BRENDON CANT brendon at iinet.net.au
Wed Mar 11 02:17:04 CET 2009



Applying ‘insurance’ dressings of nutrients in case the paddock is
responsive can be very wasteful of fertiliser dollars, says Dr Bill Bowden
of the Department of Agriculture and Food WA (DAFWA).

For example, applying a nitrogen/phosphorus/potassium compound to a whole
paddock when only 25 per cent of the area is responsive to potassium,
represents wasting money on potassium on 75 per cent of the paddock.
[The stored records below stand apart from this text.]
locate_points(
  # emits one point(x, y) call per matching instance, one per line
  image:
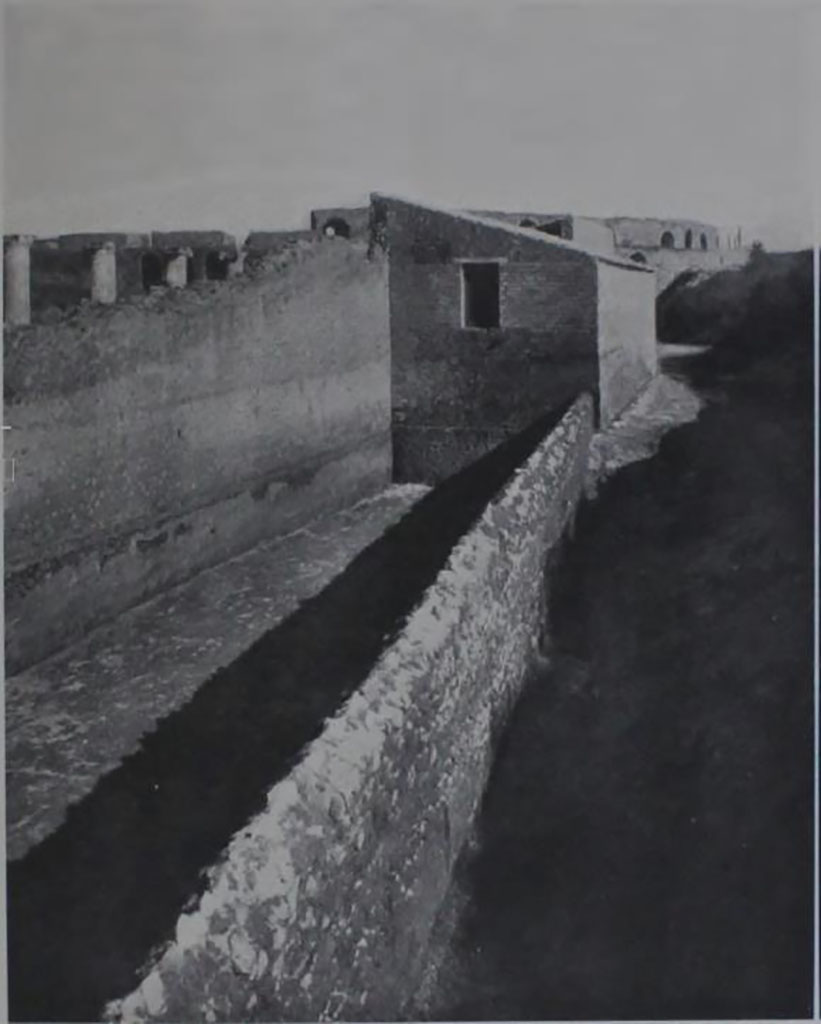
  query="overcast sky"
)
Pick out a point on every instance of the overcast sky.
point(235, 114)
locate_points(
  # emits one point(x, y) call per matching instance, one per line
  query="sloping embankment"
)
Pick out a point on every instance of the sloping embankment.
point(321, 905)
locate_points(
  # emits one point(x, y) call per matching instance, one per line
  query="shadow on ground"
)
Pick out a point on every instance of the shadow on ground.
point(645, 845)
point(88, 904)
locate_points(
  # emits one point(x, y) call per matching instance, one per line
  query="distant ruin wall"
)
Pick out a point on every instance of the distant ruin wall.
point(322, 906)
point(670, 263)
point(156, 437)
point(627, 337)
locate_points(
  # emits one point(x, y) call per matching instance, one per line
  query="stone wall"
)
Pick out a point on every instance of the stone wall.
point(668, 263)
point(322, 905)
point(594, 235)
point(458, 391)
point(155, 437)
point(627, 336)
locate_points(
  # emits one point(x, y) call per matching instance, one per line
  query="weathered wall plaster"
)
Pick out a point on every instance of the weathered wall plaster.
point(322, 905)
point(457, 391)
point(155, 437)
point(628, 357)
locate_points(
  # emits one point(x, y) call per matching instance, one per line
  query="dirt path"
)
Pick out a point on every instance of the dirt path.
point(644, 849)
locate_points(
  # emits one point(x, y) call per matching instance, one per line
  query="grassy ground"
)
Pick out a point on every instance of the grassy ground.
point(645, 846)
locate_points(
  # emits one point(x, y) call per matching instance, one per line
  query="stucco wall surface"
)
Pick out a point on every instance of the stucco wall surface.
point(322, 905)
point(628, 356)
point(458, 390)
point(156, 437)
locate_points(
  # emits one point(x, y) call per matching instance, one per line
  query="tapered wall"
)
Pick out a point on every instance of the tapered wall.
point(458, 391)
point(155, 437)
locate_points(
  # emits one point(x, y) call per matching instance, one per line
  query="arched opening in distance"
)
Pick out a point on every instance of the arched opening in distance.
point(152, 268)
point(337, 226)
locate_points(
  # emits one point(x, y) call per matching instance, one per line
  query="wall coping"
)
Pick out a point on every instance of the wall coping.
point(335, 768)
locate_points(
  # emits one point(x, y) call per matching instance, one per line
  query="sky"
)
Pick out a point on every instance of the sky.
point(246, 114)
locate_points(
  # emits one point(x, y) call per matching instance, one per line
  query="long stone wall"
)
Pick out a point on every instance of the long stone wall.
point(322, 905)
point(628, 356)
point(155, 437)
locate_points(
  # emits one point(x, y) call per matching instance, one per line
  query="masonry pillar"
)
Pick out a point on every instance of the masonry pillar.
point(103, 274)
point(16, 279)
point(177, 269)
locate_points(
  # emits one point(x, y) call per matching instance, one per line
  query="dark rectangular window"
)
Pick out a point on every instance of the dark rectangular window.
point(480, 290)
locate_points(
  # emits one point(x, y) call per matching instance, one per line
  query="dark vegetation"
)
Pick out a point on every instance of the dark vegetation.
point(761, 309)
point(88, 904)
point(645, 846)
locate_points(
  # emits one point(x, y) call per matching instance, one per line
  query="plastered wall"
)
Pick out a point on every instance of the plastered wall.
point(627, 336)
point(458, 391)
point(158, 436)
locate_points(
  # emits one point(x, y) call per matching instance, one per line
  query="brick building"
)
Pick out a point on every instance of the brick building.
point(493, 325)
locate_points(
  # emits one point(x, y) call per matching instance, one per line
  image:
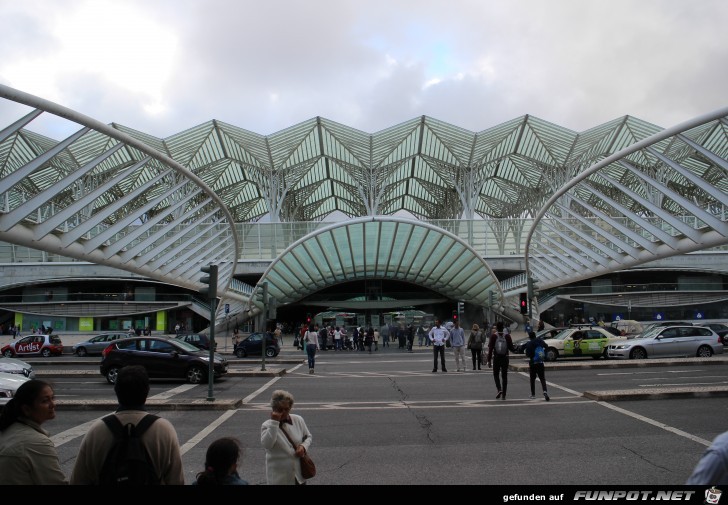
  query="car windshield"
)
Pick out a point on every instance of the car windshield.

Speaking at the recent WA Agribusiness Crop Updates in Perth, Dr Bowden,
recipient of the Grains Research and Development Corporation (GRDC) Western
Region Seed of Light Award 2009, for excellence in communication, spoke on
the topic of ‘Fertilising in a changing price environment’.

The Crop Updates, organised by DAFWA and supported by the GRDC, allow
researchers, consultants, grower groups and agri-business advisers to catch
up on the latest research and trial results.

Dr Bowden said that high fertiliser prices in the spring of 2008 presented
growers with the dilemma of spending two to three times more on fertiliser
or buying half to one third of their usual quantity.

He indicated this had the positive effect of forcing them to rethink their
fertiliser strategies and at the same time re-examine how fertiliser
expenditure fitted into the overall farm budget.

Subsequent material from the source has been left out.